I recently found a culinary school that I would like to attend in Capetown and was wondering what to expect. I am from the US, texas born of puerto rican decent. I have read that being white can sometimes be a factor in SA. Being from a multiracial I have dealt with issues like this before and was just wondering what life in this country would be like. I'd have limited money seeing as to how I am a student and would be needing a job, would this be difficult?


----------



## Johanna (Apr 13, 2009)

culinarystudent said:


> I recently found a culinary school that I would like to attend in Capetown and was wondering what to expect. I am from the US, texas born of puerto rican decent. I have read that being white can sometimes be a factor in SA. Being from a multiracial I have dealt with issues like this before and was just wondering what life in this country would be like. I'd have limited money seeing as to how I am a student and would be needing a job, would this be difficult?


My suggestion is that you contact the culinary school and ask them these questions. They should be able to help you.
Your race does not matter at all.
Finding a job may be difficult as I suspect you will need a work permit and jobs are few and far between, as in the rest of the world.


----------



## Guest (Jan 27, 2011)

culinarystudent said:


> I recently found a culinary school that I would like to attend in Capetown and was wondering what to expect. I am from the US, texas born of puerto rican decent. I have read that being white can sometimes be a factor in SA. Being from a multiracial I have dealt with issues like this before and was just wondering what life in this country would be like. I'd have limited money seeing as to how I am a student and would be needing a job, would this be difficult?

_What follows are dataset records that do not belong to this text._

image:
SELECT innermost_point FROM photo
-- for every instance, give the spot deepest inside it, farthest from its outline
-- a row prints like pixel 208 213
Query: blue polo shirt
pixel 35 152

In terms of a permit, that should not be a problem. How long will you be planning on going to the culinary school? They may require you to have a study permit, but that should not be a problem.

In terms of the race issue, as Johanna said, not an issue. Finding a job would prove difficult as you may not have sufficient work experience. I would start at a website called careerjunction and gumtree.

If you have questions about a study/work permit I would be happy to help.


----------